In the same month, an inquiry on behalf of the Australian Council of Heads of Schools of Social Work into detention conditions was told by Professor Chris Goddard, director of the National Research Centre for the Prevention of Child Abuse at Monash University, that “detention centres generated universal mental ill-health never seen outside a psychiatric hospital”. The co-convener of the inquiry, Professor Linda Briskman from Curtin University, said the inquiry had been told of at least 10 people who had died in detention since 1999.

Last December, Sharif Assad, a Syrian detainee was tied to a bed in Bankstown hospital, not far from the detention centre, for six days after suffering an epileptic seizure. An independent psychologist from the Transcultural Mental Health Services who visited Assad last year recommended his release as the only way to stop his mental health deteriorating. But the Howard government rejected the recommendation.

Renewed scare campaign

In mid-2005, the well-publicised cases of two Australian residents, Cornelia Rau and Vivian Alvarez, who both suffered physical and mental abuse in detention after being wrongly locked up as “illegals”, eventually forced the government to make a deal with a group of its own backbenchers to modify the detention policy. Children and their mothers were permitted to apply for transfers to “community detention”.

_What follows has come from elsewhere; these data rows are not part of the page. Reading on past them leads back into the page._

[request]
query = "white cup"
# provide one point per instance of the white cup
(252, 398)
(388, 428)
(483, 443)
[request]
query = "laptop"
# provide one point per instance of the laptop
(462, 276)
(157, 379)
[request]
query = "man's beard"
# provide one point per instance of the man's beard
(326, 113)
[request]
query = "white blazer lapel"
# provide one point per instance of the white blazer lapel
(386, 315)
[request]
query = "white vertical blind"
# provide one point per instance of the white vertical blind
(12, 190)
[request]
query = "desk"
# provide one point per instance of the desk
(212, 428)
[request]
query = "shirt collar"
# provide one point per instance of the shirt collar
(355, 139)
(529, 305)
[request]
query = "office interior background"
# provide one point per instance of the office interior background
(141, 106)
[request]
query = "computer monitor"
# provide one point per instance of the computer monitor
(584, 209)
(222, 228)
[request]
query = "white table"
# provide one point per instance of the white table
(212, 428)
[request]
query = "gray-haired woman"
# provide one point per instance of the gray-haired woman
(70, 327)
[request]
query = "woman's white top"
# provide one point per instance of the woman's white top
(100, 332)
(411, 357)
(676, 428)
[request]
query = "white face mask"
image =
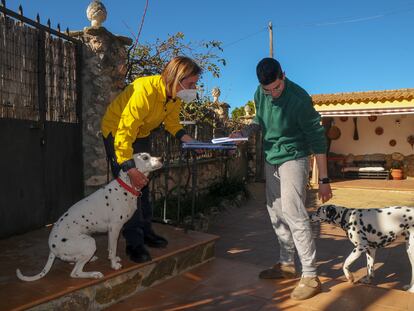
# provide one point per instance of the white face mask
(187, 95)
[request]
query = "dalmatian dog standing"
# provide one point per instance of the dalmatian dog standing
(105, 210)
(369, 229)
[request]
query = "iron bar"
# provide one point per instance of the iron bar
(33, 23)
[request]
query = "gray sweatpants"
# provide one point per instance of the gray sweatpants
(286, 195)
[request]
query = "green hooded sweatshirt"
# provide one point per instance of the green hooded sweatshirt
(290, 124)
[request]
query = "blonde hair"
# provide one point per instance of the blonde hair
(176, 70)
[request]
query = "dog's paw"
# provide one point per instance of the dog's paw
(350, 277)
(96, 275)
(94, 258)
(365, 280)
(116, 265)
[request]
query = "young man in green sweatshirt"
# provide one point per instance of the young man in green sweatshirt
(291, 133)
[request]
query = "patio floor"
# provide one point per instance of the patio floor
(248, 245)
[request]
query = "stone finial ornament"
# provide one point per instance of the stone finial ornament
(216, 94)
(96, 13)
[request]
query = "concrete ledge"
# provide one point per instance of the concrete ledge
(57, 290)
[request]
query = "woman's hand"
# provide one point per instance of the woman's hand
(236, 134)
(138, 179)
(187, 139)
(324, 192)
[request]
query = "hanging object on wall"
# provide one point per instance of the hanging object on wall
(410, 140)
(333, 132)
(379, 130)
(356, 136)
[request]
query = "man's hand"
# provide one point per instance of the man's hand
(324, 192)
(138, 179)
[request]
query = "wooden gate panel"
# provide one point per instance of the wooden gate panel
(63, 167)
(22, 198)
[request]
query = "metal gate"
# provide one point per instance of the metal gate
(40, 123)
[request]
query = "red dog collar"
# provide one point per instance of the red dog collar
(128, 188)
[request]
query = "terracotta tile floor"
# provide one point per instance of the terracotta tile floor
(248, 245)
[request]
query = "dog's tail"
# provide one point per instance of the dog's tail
(45, 270)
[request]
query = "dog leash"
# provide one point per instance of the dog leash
(343, 217)
(128, 188)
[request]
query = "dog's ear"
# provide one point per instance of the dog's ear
(331, 212)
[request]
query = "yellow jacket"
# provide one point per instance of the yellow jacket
(138, 110)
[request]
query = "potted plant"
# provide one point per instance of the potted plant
(397, 170)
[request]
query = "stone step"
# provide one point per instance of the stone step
(57, 290)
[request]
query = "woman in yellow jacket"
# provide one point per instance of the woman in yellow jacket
(129, 119)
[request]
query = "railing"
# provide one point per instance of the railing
(40, 86)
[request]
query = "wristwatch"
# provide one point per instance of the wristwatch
(325, 180)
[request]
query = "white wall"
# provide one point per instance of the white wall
(369, 142)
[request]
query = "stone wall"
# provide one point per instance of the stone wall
(103, 78)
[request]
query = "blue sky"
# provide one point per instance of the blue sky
(323, 45)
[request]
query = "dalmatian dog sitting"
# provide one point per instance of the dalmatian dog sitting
(369, 229)
(105, 210)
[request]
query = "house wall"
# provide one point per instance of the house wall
(369, 142)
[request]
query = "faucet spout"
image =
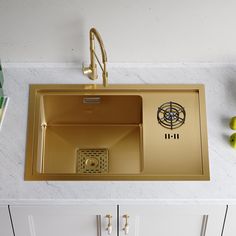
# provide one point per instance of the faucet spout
(91, 70)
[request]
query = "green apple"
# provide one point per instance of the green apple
(232, 123)
(232, 140)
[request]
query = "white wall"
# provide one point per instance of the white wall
(132, 30)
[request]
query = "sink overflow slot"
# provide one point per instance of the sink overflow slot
(171, 136)
(91, 100)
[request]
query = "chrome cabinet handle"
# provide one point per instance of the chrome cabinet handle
(126, 227)
(109, 225)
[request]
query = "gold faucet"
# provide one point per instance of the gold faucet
(91, 70)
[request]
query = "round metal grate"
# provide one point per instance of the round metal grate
(171, 115)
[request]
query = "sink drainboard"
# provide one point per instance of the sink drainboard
(92, 161)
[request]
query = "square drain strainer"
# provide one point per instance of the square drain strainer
(92, 161)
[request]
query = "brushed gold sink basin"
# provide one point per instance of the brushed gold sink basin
(87, 132)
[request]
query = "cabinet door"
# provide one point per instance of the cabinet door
(5, 222)
(184, 220)
(70, 220)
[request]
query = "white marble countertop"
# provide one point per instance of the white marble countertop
(220, 85)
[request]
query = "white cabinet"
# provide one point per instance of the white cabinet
(184, 220)
(230, 221)
(132, 219)
(70, 220)
(5, 222)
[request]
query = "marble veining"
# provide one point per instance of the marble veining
(220, 85)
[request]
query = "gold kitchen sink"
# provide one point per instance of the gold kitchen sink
(123, 132)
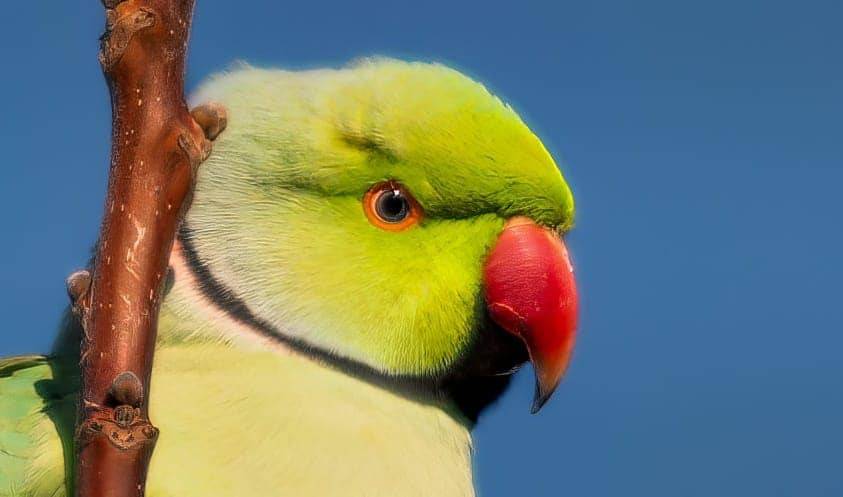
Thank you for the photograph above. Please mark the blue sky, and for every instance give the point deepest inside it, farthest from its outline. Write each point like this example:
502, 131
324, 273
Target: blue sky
703, 141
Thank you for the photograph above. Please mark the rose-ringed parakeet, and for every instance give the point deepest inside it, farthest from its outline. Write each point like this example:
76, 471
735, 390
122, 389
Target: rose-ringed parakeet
370, 253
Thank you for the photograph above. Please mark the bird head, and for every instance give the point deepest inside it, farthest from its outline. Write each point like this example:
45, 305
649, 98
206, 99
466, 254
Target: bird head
393, 216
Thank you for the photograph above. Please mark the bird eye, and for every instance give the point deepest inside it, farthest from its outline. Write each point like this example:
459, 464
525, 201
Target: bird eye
390, 206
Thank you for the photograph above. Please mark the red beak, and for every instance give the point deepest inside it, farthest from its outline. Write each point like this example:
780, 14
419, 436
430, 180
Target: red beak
531, 293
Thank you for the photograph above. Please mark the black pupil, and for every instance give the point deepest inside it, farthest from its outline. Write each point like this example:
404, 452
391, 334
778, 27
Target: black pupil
392, 206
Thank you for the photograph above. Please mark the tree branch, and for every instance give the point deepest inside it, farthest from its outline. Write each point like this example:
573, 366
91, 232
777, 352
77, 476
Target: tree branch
156, 148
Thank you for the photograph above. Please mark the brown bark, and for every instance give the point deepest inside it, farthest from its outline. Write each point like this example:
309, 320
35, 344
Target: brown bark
156, 148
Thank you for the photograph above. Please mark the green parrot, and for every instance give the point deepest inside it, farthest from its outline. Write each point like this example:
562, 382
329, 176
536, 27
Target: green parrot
370, 253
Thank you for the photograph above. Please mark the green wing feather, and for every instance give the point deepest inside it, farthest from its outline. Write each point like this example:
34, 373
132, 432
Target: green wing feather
37, 409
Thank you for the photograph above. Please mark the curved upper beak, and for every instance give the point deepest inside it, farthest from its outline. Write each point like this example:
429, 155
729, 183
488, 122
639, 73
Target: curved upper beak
531, 293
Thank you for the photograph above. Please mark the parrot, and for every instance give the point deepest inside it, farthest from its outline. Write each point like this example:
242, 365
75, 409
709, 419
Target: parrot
370, 253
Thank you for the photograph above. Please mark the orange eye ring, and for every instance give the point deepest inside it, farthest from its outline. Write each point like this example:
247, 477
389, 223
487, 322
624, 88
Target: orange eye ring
389, 206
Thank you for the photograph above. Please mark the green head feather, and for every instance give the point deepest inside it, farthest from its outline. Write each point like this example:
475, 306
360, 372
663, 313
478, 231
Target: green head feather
278, 216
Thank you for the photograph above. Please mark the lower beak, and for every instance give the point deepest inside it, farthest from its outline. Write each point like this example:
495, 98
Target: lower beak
531, 293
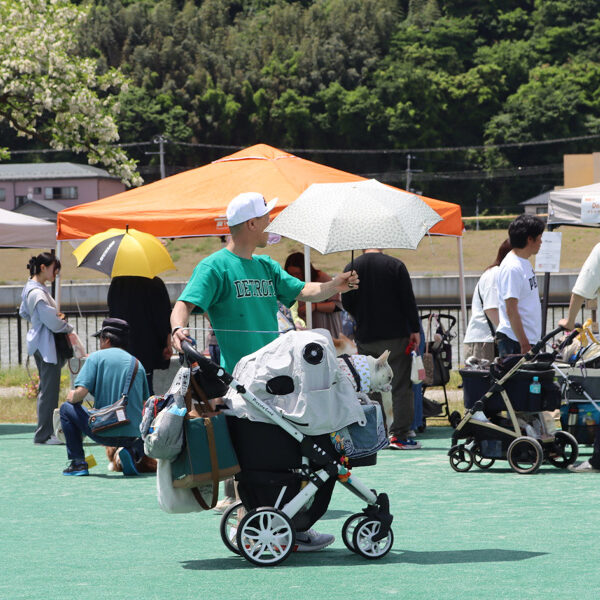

This so-called compromise allowed the detention system to continue. As at March 16 this year, 617 people remained imprisoned, including 67 women and children in community detention, more than half of whom had sought refugee protection visas. Of these, 234 were in Villawood, and 82 on the Australian offshore territory of Christmas Island.

Since then, 82 Tamil refugees on Christmas Island have been transported to the remote Pacific island of Nauru. This meant re-opening the Australian-financed detention camp there, just weeks after the final departure of the last two of the hundreds of boat refugees incarcerated since 2001.

Andrews has also signalled a ramping up of the so-called “Pacific Solution” by opening negotiations with Indonesia for it to imprison all refugee boat arrivals and accept the immediate return of any that make it to Australia. The Indonesian government is not a signatory to the 1951 Refugee Convention and therefore has no formal legal impediment to sending asylum seekers straight back to suffer persecution in the countries they fled.

These developments, combined with the spate of deportations from Villawood, indicate that the Howard government and new immigration minister Andrews are once again ramping up the vilification and scapegoating of refugees in the lead up to a federal election.

In this, as in the infamous 2001 federal election campaign, Howard relies on the complicity of the Labor Party, which is equally wedded to the mandatory detention regime, instigated by the Hawke and Keating Labor governments in the early 1990s. Labor’s immigration spokesman Tony Burke has not uttered a word about the Villawood hunger strike.

In fact, Burke’s last media comment on the Villawood detention centre came during a January 15 press conference, during which he opposed government plans to shut down and relocate the facility. Typically, Burke sought to outdo the government’s scare campaign against asylum seekers by declaring that western Sydney residents feared a new detention centre being placed “in their backyard”.